Hi paddyb,
It’s not so much a matter of pros and cons as it is that the different layers and components of a mattress serve different functions.
The deeper layers or components of a mattress provide the primary support for the mattress which is the type of support that “stops” the heavier parts of the body such as the hips and pelvis from sinking down too far and putting your spine and joints out of alignment.
The upper layers of a mattress are the ones that “allow” the more protruding parts of the body such as the shoulders and hips to sink into the mattress which redistributes your weight and relieves pressure points and provides “comfort”. They also help to “fill in” and provide support for the inward curves of the body such as the waist or small of the back which is what I call secondary support.
Middle or transition layers help with both comfort/pressure relief and support/alignment to different degrees.

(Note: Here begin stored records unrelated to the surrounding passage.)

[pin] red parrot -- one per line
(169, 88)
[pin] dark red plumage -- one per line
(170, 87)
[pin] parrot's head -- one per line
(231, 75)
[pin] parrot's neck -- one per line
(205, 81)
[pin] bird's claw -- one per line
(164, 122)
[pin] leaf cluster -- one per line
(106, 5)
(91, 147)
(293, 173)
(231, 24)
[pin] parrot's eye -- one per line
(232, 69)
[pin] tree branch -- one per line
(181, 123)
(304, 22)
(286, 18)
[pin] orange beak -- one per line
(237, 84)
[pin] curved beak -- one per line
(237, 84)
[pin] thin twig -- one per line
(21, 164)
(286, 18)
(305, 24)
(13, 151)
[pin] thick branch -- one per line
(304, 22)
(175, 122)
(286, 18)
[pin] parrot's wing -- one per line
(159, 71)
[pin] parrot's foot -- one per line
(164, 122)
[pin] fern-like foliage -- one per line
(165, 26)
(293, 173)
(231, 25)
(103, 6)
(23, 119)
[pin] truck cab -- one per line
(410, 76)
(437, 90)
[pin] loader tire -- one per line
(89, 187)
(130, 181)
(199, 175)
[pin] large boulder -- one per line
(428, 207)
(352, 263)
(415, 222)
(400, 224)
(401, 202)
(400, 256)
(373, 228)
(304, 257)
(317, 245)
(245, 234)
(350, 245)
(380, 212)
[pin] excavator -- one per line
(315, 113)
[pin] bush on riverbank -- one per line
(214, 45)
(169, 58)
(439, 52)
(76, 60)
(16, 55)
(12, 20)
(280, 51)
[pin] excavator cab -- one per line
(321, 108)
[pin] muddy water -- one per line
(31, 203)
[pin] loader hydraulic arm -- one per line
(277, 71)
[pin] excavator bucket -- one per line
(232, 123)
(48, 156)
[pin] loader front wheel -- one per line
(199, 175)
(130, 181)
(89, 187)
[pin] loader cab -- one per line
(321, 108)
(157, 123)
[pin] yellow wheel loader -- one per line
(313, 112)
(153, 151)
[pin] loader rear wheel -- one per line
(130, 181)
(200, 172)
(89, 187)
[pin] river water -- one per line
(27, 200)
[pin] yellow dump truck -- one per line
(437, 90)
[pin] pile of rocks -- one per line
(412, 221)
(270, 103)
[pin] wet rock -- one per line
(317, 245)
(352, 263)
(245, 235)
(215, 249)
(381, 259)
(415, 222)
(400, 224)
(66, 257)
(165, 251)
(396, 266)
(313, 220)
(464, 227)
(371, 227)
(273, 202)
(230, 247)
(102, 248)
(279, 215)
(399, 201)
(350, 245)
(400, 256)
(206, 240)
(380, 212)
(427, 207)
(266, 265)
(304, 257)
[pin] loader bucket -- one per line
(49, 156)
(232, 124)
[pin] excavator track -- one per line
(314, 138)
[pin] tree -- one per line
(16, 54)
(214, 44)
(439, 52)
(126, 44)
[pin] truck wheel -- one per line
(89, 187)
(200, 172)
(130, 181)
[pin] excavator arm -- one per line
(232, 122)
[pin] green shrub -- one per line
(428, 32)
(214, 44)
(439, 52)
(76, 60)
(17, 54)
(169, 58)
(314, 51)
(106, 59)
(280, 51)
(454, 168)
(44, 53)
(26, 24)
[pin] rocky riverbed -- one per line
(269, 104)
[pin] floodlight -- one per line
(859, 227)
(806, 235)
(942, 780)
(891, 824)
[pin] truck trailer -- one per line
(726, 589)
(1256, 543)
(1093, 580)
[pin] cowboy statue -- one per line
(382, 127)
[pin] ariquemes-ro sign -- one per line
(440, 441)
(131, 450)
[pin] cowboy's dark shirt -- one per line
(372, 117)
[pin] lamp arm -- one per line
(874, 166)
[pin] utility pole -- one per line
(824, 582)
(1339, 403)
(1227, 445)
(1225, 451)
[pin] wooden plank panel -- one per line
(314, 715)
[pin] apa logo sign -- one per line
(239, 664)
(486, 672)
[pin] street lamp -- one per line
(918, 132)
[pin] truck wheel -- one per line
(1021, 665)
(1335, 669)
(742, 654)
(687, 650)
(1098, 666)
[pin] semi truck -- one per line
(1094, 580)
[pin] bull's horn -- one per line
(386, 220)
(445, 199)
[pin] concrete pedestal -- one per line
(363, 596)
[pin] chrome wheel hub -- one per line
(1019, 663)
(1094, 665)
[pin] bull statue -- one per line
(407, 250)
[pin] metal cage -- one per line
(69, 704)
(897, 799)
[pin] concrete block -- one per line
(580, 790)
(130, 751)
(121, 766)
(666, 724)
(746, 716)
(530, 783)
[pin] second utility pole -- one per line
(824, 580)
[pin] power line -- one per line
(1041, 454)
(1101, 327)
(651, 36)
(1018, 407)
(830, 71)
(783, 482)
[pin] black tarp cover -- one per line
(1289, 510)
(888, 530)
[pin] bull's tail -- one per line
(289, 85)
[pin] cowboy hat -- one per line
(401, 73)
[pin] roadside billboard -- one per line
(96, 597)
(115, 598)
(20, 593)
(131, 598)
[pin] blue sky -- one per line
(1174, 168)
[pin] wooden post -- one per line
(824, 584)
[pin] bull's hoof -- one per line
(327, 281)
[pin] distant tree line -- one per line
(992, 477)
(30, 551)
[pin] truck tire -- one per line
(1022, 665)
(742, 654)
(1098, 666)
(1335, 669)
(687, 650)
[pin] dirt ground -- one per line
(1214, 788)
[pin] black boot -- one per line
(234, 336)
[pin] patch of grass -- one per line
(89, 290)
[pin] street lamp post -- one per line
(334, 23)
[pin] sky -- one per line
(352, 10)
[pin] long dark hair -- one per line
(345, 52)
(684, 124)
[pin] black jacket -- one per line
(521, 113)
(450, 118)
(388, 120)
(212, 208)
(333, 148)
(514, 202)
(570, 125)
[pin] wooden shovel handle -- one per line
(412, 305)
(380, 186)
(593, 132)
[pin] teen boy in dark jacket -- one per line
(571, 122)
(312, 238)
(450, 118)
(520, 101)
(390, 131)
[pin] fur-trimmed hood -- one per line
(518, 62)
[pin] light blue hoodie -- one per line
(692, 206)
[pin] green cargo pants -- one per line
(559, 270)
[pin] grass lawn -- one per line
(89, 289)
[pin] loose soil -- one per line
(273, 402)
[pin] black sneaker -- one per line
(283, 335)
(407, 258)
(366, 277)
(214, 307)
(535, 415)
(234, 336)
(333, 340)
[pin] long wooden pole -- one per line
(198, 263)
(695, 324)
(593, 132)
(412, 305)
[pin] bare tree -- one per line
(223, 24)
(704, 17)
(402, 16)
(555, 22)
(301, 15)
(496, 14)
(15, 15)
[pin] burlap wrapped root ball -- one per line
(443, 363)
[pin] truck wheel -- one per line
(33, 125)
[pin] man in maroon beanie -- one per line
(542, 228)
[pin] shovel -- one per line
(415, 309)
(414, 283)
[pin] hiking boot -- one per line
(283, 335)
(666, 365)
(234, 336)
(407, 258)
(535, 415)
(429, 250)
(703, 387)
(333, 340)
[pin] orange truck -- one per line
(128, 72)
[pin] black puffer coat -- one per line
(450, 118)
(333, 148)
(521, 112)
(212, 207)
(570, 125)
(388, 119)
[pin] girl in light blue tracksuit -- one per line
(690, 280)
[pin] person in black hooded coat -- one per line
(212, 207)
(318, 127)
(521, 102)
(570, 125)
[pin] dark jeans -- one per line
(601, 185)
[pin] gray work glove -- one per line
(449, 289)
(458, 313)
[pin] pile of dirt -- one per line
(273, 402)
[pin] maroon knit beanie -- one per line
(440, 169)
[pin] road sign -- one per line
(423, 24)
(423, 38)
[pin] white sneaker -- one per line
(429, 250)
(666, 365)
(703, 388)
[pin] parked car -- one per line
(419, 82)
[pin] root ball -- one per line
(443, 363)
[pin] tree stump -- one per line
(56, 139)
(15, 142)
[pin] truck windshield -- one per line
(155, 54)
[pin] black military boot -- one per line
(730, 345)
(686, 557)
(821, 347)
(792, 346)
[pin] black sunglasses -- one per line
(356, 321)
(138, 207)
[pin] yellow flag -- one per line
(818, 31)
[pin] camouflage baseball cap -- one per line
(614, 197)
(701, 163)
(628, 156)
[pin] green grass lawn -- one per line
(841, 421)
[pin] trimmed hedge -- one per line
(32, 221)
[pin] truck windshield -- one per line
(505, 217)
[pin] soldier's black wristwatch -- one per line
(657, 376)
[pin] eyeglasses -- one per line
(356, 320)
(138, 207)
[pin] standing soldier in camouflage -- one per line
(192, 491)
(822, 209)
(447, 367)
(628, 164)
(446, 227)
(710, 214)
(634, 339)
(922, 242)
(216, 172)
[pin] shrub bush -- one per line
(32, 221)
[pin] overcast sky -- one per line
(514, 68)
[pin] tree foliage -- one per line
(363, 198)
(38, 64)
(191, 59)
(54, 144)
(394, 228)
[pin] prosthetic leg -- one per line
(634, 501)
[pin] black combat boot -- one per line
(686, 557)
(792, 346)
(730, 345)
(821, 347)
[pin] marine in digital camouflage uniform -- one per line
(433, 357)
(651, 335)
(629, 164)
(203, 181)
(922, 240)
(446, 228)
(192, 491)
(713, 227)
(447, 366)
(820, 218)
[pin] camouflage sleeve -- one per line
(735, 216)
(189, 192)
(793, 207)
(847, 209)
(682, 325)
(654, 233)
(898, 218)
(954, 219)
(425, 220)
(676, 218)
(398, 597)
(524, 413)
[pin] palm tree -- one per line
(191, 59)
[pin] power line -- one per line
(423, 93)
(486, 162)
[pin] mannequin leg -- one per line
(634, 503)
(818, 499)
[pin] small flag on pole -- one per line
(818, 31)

Upper layers provide more of what you “feel” when you first lie on a mattress or go to sleep at night although the deeper layers can certainly affect how you feel over the course of the night and when you wake up in the morning.
There is more about primary or “deep” support and secondary or “surface” support and their relationship to firmness and pressure relief and the “roles” of different layers in a mattress in post #2 here and in post #4 here that may also be helpful in clarifying the difference between “support/alignment” and “comfort/pressure relief” and “feel” and how they interact together.